Data from China’s meteorological department shows that from April 1 to May 17, the average precipitation in Yunnan was 35.3 millimeters, about 63 percent less than that of the same period in previous years, hitting a record low since 1961. Meanwhile, the average temperature of the province was about 1.9 degrees Celsius higher – a record high since 1961.
The extreme weather has struck most parts of the province. The National Commission for Disaster Reduction said Thursday that a preliminary investigation shows that more than 1.16 million people from 36 county-level cities have been affected by the disaster. Large areas of crops including rice, corn, potato, rubber, flue-cured tobacco and various vegetables have largely withered.
In total, the direct economic loss nears 138.8 million U.S. dollars, said the commission.
Local governments are clueless
Yuanjiang County in the city of Yuxi is one of the worst-hit places, as it has suffered extreme heat since mid-May. On May 19 and 20, the temperatures there exceeded 44 degrees Celsius. For the farmlands where crops have been killed, the local agricultural department is instructing residents to replant some other dryland crops like soybeans and oil crops as substitutes.

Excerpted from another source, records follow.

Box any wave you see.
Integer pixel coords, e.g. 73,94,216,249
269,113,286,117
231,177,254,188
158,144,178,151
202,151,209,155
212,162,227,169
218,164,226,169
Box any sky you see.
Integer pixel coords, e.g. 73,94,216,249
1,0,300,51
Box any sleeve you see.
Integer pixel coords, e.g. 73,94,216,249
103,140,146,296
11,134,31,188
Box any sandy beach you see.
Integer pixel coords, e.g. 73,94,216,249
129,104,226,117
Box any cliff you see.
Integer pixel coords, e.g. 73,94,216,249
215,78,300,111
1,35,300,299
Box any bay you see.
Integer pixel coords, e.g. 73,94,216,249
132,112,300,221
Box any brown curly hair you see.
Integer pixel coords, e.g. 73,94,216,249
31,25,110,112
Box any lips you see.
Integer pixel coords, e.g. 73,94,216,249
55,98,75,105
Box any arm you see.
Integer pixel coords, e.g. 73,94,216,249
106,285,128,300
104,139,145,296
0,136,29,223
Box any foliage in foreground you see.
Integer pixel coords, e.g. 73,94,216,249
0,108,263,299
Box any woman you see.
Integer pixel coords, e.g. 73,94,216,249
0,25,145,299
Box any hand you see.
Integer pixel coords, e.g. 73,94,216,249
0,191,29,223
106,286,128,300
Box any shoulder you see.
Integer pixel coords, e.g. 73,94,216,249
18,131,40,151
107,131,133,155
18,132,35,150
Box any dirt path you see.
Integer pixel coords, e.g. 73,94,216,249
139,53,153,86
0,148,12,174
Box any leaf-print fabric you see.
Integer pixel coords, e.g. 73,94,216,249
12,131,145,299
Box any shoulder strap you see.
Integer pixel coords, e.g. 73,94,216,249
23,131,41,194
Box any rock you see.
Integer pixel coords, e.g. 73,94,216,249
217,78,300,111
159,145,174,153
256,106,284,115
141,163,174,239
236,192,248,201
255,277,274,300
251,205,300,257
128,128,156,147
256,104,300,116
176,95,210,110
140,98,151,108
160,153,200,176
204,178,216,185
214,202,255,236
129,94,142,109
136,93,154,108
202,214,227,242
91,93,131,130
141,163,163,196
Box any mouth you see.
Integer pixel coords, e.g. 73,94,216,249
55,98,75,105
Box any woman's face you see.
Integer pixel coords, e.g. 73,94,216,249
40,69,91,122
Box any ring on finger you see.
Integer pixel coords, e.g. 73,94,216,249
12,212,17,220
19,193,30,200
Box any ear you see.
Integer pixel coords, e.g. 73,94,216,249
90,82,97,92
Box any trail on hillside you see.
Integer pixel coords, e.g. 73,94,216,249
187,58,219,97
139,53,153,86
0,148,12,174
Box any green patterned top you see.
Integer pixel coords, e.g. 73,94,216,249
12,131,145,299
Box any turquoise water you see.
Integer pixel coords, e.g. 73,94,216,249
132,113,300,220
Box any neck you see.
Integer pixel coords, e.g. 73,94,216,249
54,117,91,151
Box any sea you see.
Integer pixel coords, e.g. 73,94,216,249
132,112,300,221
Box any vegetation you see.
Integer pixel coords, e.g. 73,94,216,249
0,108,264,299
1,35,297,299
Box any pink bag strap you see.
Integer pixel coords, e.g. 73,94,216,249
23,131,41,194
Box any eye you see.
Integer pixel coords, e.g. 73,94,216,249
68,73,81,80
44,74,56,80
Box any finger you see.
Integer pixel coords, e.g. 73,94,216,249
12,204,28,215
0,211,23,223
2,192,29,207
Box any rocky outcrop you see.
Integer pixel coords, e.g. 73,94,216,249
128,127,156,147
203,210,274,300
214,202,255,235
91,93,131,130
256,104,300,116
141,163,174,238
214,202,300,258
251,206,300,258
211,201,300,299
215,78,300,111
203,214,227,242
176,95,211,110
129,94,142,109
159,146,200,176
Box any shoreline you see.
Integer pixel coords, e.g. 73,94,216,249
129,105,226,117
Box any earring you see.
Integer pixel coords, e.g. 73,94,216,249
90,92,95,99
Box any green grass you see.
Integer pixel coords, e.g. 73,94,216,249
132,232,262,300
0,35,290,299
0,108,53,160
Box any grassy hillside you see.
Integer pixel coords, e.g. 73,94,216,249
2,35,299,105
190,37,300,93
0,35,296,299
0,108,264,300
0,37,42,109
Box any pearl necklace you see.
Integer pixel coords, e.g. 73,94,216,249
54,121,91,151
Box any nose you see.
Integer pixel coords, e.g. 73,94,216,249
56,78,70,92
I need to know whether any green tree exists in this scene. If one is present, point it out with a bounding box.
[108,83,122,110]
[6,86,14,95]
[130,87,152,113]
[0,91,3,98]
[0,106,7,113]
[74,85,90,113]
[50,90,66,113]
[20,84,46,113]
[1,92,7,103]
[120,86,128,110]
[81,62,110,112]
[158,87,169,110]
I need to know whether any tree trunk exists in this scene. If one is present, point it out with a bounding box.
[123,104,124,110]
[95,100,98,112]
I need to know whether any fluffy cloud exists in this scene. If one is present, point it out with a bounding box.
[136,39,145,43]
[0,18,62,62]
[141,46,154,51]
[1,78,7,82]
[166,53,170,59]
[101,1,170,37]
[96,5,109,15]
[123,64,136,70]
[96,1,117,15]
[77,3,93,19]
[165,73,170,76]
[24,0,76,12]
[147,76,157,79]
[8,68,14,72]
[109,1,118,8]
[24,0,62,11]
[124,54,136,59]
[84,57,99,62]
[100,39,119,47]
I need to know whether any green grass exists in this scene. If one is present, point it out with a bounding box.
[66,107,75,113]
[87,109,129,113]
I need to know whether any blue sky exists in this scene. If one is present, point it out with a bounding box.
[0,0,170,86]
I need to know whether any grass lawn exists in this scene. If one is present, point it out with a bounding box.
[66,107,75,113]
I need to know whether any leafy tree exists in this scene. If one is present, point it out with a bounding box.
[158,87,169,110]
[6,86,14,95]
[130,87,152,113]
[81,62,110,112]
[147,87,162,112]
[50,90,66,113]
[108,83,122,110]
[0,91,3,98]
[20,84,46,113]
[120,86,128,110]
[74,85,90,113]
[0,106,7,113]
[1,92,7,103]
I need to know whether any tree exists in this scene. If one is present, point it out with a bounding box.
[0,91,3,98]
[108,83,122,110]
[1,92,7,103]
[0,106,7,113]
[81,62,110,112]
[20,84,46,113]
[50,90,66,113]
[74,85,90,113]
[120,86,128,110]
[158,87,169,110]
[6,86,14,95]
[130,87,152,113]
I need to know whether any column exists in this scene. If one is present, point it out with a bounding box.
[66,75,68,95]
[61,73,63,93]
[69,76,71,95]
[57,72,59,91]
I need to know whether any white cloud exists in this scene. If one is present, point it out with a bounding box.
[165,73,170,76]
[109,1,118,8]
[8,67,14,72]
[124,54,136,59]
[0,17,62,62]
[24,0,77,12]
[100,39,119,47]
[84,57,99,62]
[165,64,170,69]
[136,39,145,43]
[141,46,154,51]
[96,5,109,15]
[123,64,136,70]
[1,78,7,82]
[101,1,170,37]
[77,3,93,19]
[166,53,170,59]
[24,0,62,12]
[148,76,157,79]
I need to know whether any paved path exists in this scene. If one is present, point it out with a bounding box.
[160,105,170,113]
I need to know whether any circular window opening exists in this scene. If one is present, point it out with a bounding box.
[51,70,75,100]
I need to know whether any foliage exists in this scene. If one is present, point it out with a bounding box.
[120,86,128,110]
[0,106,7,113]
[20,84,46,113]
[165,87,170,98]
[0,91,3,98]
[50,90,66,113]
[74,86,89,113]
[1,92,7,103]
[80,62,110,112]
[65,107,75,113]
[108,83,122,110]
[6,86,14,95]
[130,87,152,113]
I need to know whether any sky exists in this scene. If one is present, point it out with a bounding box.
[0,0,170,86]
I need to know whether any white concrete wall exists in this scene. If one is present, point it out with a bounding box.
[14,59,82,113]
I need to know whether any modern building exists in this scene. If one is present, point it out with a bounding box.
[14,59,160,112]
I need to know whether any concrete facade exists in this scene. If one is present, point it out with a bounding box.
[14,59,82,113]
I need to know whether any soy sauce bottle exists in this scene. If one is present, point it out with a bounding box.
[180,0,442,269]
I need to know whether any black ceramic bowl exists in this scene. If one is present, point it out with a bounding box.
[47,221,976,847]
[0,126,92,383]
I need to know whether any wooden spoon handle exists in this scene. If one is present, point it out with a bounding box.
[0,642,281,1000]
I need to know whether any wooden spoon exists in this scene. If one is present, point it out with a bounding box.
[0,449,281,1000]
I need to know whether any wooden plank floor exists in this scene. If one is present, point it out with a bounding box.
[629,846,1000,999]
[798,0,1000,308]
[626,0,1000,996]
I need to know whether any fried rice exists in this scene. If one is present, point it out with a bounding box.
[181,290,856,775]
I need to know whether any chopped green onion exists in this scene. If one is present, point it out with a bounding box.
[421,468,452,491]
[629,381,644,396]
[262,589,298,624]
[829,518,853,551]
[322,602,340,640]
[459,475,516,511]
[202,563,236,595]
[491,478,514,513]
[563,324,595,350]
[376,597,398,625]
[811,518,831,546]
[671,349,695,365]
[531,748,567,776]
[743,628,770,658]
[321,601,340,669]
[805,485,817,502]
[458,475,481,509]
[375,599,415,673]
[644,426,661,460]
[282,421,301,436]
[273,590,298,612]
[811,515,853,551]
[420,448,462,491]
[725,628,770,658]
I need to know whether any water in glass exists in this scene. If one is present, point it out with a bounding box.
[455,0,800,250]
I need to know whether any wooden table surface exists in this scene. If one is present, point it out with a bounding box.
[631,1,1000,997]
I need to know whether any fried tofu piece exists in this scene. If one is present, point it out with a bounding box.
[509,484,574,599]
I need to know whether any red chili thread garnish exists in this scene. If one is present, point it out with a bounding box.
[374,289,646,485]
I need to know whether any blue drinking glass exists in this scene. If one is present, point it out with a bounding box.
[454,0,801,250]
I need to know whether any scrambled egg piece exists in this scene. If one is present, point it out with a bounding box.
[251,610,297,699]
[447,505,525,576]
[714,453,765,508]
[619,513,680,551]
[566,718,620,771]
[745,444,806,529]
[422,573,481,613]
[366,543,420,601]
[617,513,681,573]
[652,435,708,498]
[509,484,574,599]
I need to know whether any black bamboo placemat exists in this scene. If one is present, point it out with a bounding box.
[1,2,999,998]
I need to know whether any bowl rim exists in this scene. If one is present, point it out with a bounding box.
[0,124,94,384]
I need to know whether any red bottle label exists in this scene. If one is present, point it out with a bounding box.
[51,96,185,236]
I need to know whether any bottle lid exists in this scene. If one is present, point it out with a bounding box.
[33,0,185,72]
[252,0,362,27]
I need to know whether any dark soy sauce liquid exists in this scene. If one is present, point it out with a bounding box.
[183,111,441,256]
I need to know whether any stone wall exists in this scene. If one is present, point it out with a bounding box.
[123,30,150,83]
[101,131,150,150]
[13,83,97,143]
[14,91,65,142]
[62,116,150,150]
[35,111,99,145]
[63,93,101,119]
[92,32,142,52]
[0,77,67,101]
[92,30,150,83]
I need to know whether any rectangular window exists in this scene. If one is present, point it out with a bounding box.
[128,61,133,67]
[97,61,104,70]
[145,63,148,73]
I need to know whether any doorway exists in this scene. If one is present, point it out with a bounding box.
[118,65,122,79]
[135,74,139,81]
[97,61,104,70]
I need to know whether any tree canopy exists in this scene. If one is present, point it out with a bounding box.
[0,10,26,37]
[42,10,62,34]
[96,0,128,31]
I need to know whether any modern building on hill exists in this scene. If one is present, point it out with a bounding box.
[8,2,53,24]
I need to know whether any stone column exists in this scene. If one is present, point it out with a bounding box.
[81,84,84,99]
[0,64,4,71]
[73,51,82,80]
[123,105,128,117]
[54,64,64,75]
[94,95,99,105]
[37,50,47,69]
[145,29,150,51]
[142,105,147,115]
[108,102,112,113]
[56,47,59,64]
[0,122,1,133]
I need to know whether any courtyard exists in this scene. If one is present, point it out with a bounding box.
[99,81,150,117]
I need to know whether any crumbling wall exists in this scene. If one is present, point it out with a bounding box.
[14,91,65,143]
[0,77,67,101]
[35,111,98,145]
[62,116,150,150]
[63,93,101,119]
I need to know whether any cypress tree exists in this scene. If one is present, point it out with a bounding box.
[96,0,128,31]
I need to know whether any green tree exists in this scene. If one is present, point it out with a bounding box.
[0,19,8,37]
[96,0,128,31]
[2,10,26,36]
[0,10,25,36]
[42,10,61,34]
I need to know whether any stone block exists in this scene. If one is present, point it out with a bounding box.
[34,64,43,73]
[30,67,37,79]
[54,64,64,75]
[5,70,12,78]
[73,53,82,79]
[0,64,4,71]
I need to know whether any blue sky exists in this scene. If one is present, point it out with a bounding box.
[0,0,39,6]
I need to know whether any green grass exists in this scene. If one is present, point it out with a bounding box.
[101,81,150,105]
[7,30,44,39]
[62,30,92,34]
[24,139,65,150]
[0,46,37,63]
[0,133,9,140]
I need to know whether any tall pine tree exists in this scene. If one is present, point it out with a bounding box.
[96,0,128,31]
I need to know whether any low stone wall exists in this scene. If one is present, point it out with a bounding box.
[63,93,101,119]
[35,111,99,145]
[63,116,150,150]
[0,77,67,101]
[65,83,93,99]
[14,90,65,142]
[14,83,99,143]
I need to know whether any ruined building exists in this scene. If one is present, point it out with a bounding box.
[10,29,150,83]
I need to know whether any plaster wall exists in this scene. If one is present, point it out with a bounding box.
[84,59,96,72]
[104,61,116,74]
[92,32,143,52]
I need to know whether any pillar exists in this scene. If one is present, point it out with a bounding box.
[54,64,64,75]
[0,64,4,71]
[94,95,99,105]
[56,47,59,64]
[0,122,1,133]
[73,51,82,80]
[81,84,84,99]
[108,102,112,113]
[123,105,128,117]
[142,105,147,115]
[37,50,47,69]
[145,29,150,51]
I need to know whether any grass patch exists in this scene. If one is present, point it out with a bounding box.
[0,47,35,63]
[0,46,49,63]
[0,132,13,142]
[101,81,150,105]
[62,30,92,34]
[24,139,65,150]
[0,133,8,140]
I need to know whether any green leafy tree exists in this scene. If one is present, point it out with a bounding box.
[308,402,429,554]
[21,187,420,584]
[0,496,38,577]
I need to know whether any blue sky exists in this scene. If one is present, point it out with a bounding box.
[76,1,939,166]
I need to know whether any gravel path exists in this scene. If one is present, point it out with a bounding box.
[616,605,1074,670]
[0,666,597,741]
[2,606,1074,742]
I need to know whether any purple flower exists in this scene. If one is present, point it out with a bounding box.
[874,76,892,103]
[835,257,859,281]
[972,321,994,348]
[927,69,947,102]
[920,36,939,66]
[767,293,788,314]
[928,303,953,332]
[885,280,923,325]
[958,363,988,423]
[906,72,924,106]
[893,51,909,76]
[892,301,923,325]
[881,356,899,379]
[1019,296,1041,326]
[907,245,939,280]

Zhicun in Honghe Hani Autonomous Prefecture is a town where many flue-cured tobaccos are planted. To prevent the cash crops dying out, the local government has purchased some drought-resistance equipment for irrigation, reported Honghe Daily.
In Xishuangbanna, a popular tourist destination, classes in kindergartens were suspended in the past days to protect the children from heat-related health risks.
Relevant authorities are also taking actions to alleviate the unremittingly awful drought.
From May 19 to 22, the provincial meteorological department carried out artificial precipitation operations in the air and from the ground in the areas where conditions permitted. Such efforts will continue in the following days.
Since early May, firefighters have been carrying out a campaign delivering 6,000 tons of water to areas most desperate for it.
As an area frequently hit by drought, Yunnan had a similar episode in 2012 when it also experienced huge economic losses.
Chen Lijuan, chief forecaster at the National Climate Center, told the Science and Technology Daily that the rainy season in Yunnan over the past years usually fell in mid- or late May, but it is expected to come later this year so that the drought would last for a period of time.
Geoengineering, drought and food crisis… This is a very dark and sinister future.